If $z = x^{2}y^{3} + e^{y}\sin x$, then $\frac{\partial^{2}z}{\partial x\partial y} =$
Show Hint
For most smooth functions, $\frac{\partial^2 z}{\partial x \partial y} = \frac{\partial^2 z}{\partial y \partial x}$. You can pick whichever order is easier to calculate!
Step 1: Understanding the Concept:
The notation \( \frac{\partial^2 z}{\partial x \partial y} \) represents a mixed partial derivative. This means we first differentiate \( z \) with respect to \( y \) (treating \( x \) as a constant), and then differentiate the result with respect to \( x \) (treating \( y \) as a constant). Step 2: Key Formula or Approach:
1. First find \( \frac{\partial z}{\partial y} \).
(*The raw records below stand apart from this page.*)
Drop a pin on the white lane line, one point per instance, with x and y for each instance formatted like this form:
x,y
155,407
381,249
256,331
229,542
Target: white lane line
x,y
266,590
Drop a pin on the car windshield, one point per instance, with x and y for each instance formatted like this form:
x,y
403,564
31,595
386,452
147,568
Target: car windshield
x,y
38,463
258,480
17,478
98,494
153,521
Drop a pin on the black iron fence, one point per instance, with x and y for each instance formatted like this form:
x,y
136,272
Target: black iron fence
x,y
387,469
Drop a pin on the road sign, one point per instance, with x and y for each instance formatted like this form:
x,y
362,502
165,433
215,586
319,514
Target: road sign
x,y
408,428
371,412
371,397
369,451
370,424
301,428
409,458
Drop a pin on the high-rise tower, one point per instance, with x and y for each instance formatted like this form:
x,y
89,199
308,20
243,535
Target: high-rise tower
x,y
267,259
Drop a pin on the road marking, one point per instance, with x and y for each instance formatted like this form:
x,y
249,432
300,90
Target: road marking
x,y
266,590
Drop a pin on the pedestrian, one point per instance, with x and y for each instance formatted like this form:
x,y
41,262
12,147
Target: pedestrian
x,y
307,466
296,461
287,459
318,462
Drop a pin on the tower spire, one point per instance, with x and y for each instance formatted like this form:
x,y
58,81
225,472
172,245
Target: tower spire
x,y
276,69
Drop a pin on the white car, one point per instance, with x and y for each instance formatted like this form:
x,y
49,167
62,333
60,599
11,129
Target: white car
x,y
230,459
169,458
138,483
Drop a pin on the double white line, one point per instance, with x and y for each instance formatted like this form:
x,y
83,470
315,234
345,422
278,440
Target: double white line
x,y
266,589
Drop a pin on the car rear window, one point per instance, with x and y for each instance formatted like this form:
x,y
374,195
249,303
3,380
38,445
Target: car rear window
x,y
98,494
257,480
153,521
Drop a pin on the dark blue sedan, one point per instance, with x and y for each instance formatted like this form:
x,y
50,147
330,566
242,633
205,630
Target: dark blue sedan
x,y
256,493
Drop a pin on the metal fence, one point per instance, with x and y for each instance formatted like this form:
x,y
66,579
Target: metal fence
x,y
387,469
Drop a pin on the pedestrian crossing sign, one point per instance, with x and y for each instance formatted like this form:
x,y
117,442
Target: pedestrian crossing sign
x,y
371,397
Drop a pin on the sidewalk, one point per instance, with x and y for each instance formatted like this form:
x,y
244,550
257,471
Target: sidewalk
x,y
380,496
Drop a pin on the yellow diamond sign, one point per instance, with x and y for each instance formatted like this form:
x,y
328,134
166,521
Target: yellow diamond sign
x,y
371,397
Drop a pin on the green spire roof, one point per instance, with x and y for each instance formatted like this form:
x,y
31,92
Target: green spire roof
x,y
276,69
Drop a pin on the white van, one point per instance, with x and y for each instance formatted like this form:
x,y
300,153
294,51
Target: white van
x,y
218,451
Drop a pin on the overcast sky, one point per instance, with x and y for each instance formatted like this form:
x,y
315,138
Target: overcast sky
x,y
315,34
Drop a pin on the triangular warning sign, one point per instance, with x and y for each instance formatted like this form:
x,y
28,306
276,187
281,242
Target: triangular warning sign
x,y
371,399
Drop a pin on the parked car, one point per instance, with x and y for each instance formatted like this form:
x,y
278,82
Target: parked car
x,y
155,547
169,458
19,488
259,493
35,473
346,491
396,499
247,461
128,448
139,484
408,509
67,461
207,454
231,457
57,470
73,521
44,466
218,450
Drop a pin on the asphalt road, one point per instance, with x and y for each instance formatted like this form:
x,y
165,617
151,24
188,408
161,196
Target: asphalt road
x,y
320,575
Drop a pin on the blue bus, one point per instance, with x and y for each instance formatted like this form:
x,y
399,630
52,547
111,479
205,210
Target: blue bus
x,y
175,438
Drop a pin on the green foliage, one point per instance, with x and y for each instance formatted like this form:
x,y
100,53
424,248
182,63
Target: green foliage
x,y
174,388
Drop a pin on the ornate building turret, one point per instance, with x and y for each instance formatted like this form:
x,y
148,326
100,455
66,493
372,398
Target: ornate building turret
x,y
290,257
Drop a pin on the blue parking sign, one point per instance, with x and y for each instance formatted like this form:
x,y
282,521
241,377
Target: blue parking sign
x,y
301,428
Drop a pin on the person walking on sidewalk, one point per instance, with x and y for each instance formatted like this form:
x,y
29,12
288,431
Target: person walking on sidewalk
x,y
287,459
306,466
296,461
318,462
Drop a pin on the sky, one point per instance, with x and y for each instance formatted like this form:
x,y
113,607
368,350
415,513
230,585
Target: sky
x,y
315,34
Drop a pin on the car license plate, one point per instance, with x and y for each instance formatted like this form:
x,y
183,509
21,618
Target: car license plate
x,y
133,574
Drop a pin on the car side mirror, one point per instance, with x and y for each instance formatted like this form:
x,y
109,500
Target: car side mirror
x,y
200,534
2. Then find \( \frac{\partial}{\partial x} \left( \frac{\partial z}{\partial y} \right) \). Step 3: Detailed Explanation:
Differentiate \( z = x^2 y^3 + e^y \sin x \) with respect to \( y \):
\[ \frac{\partial z}{\partial y} = x^2(3y^2) + (\sin x)e^y = 3x^2 y^2 + e^y \sin x \]
Now, differentiate this result with respect to \( x \):
\[ \frac{\partial}{\partial x} (3x^2 y^2 + e^y \sin x) = (3y^2)(2x) + e^y (\cos x) \]
\[ = 6xy^2 + e^y \cos x \] Step 4: Final Answer:
The mixed partial derivative is \( 6xy^2 + e^y \cos x \).